Egmont. Think you that you will be able to reach them all? Do we not daily hear that fear is driving them to and fro, and forcing them out of the land? The more wealthy will escape to other countries with their property, their children, and their friends; while the poor will carry their industrious hands to our neighbours.
Alva. They will, if they cannot be prevented. It is on this account that the king desires counsel and aid from every prince, zealous co-operation from every stadtholder; not merely a description of the present posture of affairs, or conjectures as to what might take place were events suffered to hold on their course without interruption. To contemplate a mighty evil, to flatter oneself with hope, to trust to time, to strike a blow, like the clown in a play, so as to make a noise and appear to do something, when in fact one would fain do nothing; is not such conduct calculated to awaken a suspicion that those who act thus contemplate with satisfaction a rebellion, which they would not indeed excite, but which they are by no means unwilling to encourage?

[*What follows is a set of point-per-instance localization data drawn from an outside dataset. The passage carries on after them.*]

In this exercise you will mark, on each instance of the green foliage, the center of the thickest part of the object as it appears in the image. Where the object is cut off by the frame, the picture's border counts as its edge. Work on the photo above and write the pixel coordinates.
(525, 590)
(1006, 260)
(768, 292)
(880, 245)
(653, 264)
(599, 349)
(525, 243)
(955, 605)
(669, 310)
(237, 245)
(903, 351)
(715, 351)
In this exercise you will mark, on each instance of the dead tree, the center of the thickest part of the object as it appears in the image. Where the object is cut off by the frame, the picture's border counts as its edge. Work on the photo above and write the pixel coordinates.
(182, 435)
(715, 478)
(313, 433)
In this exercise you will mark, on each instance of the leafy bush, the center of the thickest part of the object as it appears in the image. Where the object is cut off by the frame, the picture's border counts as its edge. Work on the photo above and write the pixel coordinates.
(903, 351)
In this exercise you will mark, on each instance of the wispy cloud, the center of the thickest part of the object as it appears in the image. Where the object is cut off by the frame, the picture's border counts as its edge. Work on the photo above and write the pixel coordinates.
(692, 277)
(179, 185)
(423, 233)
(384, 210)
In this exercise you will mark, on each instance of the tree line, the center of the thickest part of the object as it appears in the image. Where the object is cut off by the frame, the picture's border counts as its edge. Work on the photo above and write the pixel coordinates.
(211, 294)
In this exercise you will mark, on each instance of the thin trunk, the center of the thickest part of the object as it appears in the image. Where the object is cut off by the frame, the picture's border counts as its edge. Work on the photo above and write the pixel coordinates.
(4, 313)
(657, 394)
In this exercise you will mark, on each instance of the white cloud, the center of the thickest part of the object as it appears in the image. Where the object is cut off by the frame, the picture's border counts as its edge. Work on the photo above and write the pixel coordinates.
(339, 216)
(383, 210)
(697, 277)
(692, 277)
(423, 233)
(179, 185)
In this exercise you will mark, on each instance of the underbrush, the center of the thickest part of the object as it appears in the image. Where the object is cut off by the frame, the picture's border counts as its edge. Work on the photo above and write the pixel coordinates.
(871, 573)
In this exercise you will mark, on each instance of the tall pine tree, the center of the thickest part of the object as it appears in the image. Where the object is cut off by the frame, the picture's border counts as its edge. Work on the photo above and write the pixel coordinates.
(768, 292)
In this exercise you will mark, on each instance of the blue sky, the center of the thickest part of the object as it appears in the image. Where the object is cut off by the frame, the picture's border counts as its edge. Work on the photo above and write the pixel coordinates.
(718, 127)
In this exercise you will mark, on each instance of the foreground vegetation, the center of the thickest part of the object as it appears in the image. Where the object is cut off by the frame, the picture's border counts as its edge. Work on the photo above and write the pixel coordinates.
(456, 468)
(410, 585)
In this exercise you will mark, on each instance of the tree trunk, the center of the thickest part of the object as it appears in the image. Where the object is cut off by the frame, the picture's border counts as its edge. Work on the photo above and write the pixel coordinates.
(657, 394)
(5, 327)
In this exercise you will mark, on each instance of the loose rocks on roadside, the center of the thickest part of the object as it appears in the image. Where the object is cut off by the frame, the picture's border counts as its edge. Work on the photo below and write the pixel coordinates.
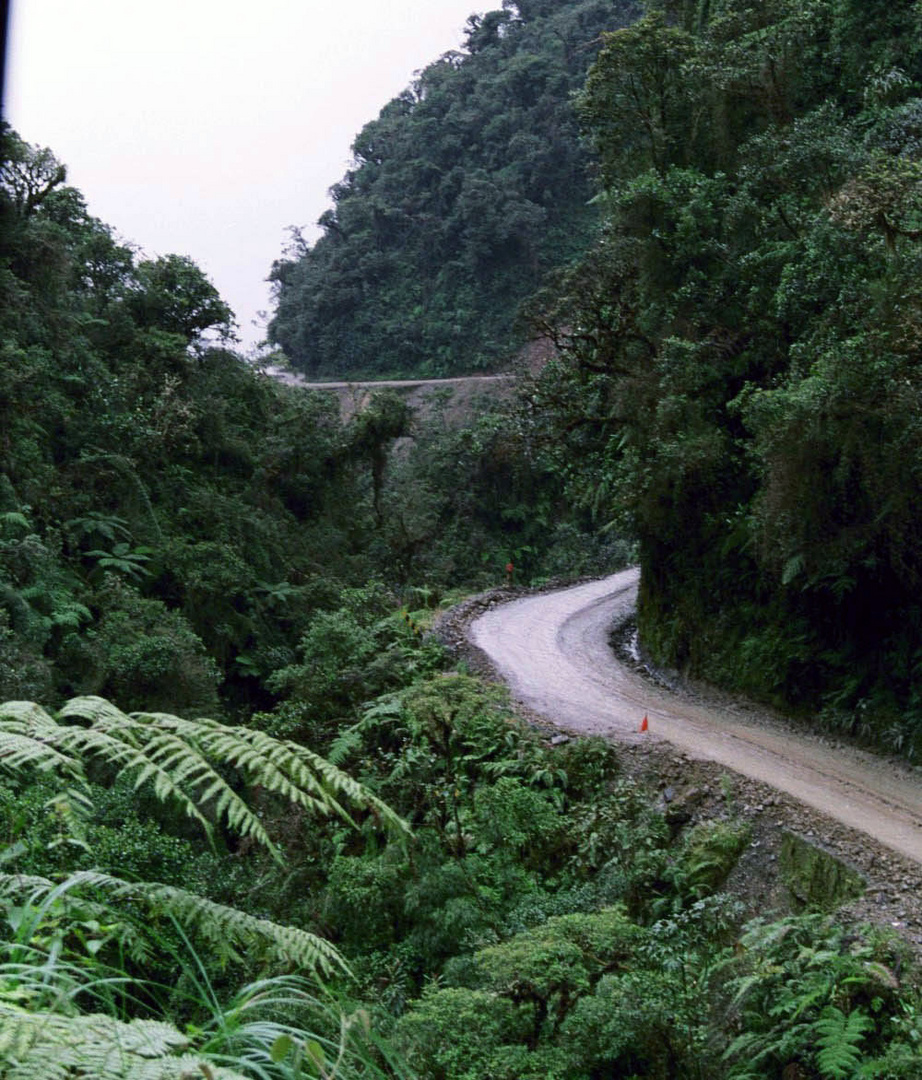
(691, 791)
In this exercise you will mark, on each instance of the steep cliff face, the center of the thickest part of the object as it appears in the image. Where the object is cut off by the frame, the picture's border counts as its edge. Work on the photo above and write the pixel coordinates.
(464, 191)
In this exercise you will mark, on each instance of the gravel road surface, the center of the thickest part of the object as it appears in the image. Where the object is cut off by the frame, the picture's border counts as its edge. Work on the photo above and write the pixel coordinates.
(553, 651)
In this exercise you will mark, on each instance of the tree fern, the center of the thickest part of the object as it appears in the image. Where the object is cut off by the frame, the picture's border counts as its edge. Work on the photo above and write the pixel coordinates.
(60, 1048)
(225, 929)
(179, 761)
(838, 1037)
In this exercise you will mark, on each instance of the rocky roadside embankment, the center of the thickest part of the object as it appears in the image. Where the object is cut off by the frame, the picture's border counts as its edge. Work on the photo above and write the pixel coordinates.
(796, 854)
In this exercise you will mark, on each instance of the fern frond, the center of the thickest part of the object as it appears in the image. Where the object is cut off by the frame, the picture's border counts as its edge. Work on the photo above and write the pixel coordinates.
(839, 1036)
(179, 760)
(280, 766)
(49, 1045)
(224, 928)
(19, 750)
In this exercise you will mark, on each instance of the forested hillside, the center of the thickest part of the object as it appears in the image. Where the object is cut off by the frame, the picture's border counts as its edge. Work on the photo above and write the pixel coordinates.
(256, 821)
(740, 348)
(464, 191)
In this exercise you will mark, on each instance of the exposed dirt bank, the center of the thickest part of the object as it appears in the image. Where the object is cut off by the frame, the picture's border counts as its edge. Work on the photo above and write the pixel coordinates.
(458, 397)
(708, 754)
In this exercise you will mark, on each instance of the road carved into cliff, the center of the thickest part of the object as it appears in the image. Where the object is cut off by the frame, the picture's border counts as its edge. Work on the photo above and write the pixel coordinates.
(553, 651)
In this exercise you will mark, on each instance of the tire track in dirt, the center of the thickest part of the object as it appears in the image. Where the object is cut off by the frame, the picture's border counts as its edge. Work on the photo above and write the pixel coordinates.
(553, 651)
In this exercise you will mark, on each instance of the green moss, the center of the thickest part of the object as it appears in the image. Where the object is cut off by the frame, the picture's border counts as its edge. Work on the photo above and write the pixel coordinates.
(816, 880)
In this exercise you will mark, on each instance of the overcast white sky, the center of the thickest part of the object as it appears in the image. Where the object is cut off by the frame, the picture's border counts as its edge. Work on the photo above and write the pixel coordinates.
(205, 127)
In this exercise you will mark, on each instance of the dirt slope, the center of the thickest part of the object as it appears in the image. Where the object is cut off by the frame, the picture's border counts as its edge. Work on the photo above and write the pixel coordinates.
(553, 651)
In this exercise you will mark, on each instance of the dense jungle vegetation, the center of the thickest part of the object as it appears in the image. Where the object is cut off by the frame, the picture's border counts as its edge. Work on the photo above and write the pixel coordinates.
(740, 348)
(464, 191)
(256, 821)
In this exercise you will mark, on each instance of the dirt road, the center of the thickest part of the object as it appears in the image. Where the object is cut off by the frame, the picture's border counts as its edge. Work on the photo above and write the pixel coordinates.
(553, 651)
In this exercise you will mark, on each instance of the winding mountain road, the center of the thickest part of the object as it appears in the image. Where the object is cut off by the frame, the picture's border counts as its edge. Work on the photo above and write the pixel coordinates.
(553, 651)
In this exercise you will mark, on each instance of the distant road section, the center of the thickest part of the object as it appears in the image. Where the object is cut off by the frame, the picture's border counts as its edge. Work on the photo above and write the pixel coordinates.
(294, 379)
(466, 392)
(553, 651)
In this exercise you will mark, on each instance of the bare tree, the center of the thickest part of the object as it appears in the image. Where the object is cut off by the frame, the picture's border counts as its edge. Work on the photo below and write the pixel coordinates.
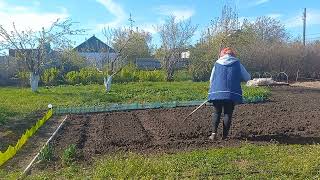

Egmont (about to break forth, restrains himself, and after a brief pause, speaks with composure). Not every design is obvious, and many a man’s design is misconstrued. It is widely rumoured, however, that the object which the king has in view is not so much to govern the provinces according to uniform and dearly defined laws, to maintain the majesty of religion, and to give his people universal peace, as unconditionally to subjugate them, to rob them of their ancient rights, to appropriate their possessions, to curtail the fair privileges of the nobles, for whose sake alone they are ready to serve him with life and limb. Religion, it is said, is merely a splendid device, behind which every dangerous design may be contrived with the greater ease; the prostrate crowds adore the sacred symbols pictured there, while behind lurks the fowler ready to ensnare them.
Alva. This must I hear from you?
Egmont. I speak not my own sentiments! I but repeat what is loudly rumoured, and uttered now here and now there by great and by humble, by wise men and fools. The Netherlanders fear a double yoke, and who will be surety to them for their liberty?
Alva. Liberty! A fair word when rightly understood. What liberty would they have? What is the freedom of the most free? To do right! And in that the monarch will not hinder them. No! No! They imagine themselves enslaved, when they have not the power to injure themselves and others. Would it not be better to abdicate at once, rather than rule such a people? When the country is threatened by foreign invaders, the burghers, occupied only with their immediate interests, bestow no thought upon the advancing foe, and when the king requires their aid, they quarrel among themselves, and thus, as it were, conspire with the enemy. Far better is it to circumscribe their power, to control and guide them for their good, as children are controlled and guided. Trust me, a people grows neither old nor wise, a people remains always in its infancy.